No one can feel your pain for you. It’s okay. Cry. Wash your face. Take a nap. Get up and start the rest of your day.
After my husband passed, I was deeply thrown into grief. After time passed, it wasn’t lessening. In fact, my anxiety increased to the point that I felt like I was constantly outrunning an avalance.
I saw my doctor and she prescribed an antidepressant.
I remember clearly waking up last year on March 8 with ideas. For the first time in ten years my brain worked.
Financial health is also important to a thriving community.
You can’t keep giving back when you’re so broke, you’re stressed and overwhelmed.
In my career journey that ended up with me as a freelancer, this is what I’ve learned.
1. Believe you are worthy.
If you don’t believe you’re worth $150 an hour, you won’t charge it.
2. Understand what you cost.
If you don’t know how much time you spend on a project, you don’t know if you’re profitable. This also means taking into account your expenses. See this blog post about job costing.
3. Explore other business ideas.
This is where failure is a great teacher. Sometimes the ideas we have come from iterating on our own ventures that aren’t working. Be open and agile to new ideas.
00:02:27 There’s no way you can have a thriving codebase without a thriving community.
00:05:38 I don’t want to get fired from my volunteer job.
00:06:45 Even your own volunteer work doesn’t all have to be you.
00:07:20 When you do things for WordPress, you are a volunteer. And when it’s not fun anymore, don’t do it.
00:09:07 You forgot the joy of why you’re giving back.
00:10:19 Those kinds of skills that make us conscientious that make us excel in our careers and our paths are really bad for our personal lives.

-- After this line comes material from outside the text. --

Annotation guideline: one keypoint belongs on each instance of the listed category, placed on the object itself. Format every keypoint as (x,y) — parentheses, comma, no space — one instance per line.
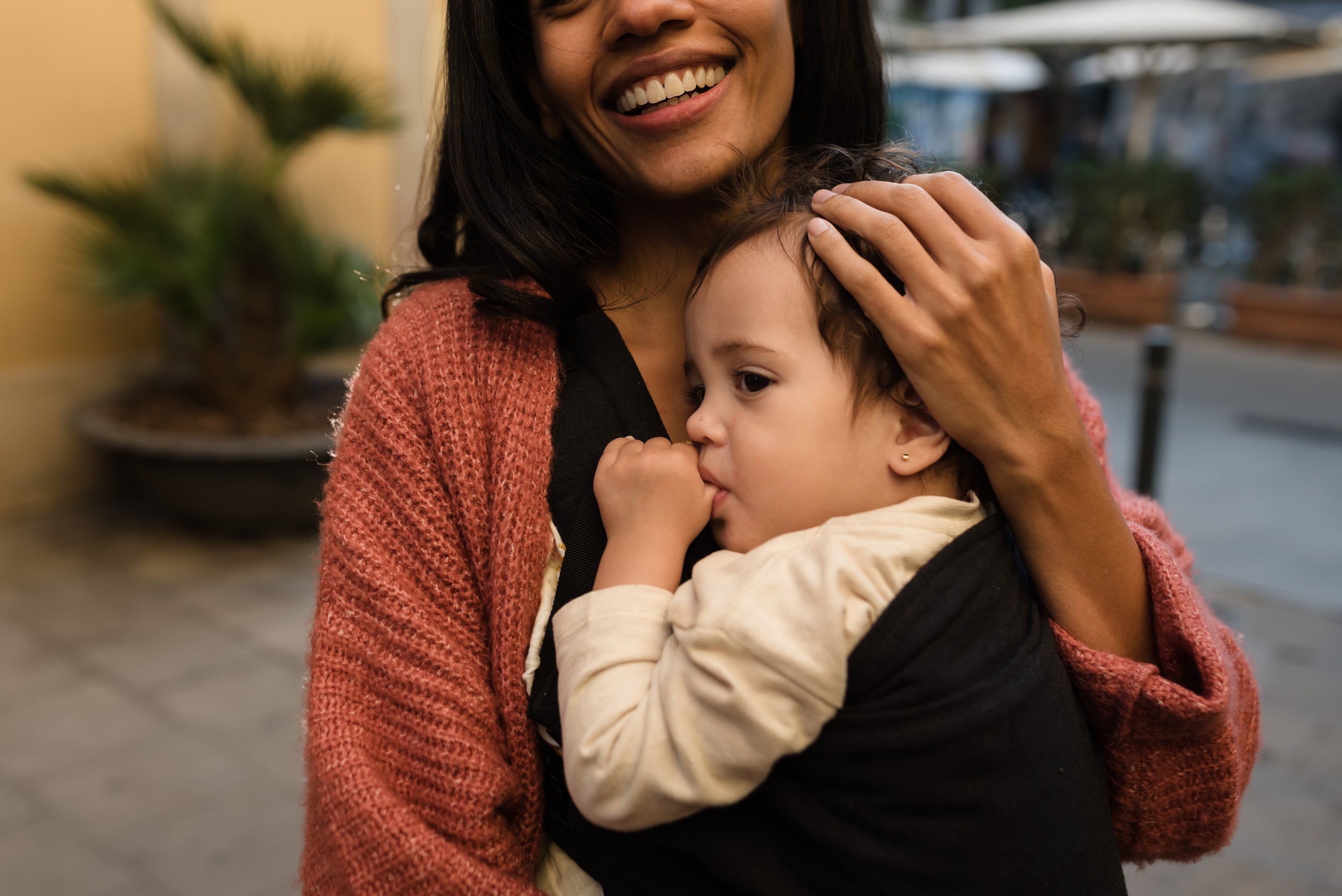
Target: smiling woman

00:12:30 Progress is better than perfection. Something is better than nothing. Done is better than perfect.
00:13:08 Your website shouldn’t be like the Money Pit.
00:15:01 I have a personal working theory, that more than 50% of the people drawn to the people working with computers come from dysfunctional backgrounds based upon my own social science data.

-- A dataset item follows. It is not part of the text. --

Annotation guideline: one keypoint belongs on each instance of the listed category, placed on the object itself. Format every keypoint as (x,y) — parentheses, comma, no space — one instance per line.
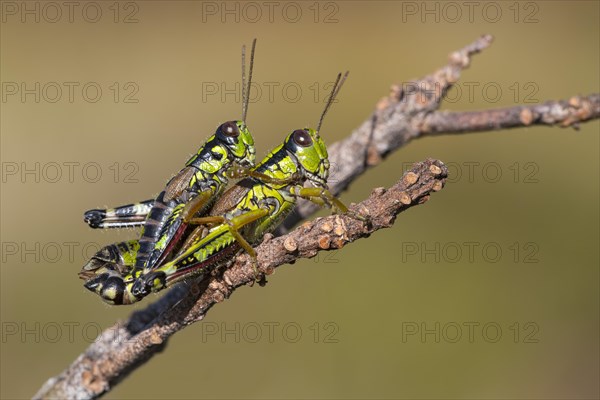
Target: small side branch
(563,113)
(122,348)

00:16:30 I have an -er approach.
00:19:00 A/B Test your life.
00:21:06 Our physical health matters.
00:22:06 I don’t take a selfie when I’m crying in the corner.
00:22:37 It’s okay to feel sad. It really is. (Kerri Strug Story)

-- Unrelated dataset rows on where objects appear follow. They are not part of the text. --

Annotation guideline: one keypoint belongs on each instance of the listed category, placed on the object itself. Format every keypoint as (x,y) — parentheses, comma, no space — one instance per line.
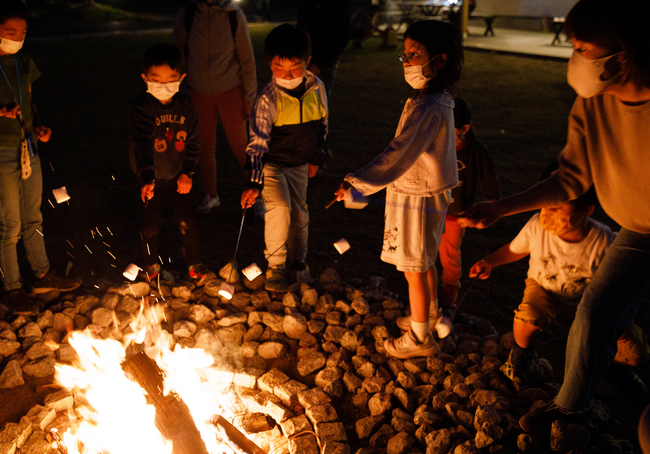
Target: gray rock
(41,367)
(8,348)
(240,300)
(200,314)
(567,436)
(438,442)
(295,325)
(38,350)
(12,375)
(45,319)
(486,414)
(184,328)
(311,362)
(489,435)
(383,435)
(380,404)
(260,299)
(272,350)
(274,321)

00:28:53 My own pride kept me from telling my doctor what I really needed.
00:29:53 People do not know how long it takes them to do things. Just because it’s easy to make a website doesn’t mean that it doesn’t take time.
00:33:01 Your body is connected. It’s a big, giant ecosystem.
00:34:20 Guess how hard it is to tweet for those people who don’t write. If you don’t write stuff for your blog, it’s pretty hard to tweet stuff from your blog.
00:36:20 It’s good to have a niche.
00:36:40 “You belong in the room. Your client came to you because you’re the expert.” @TheChrisDo
00:36:15 We are a community that understands iteration by collaboration.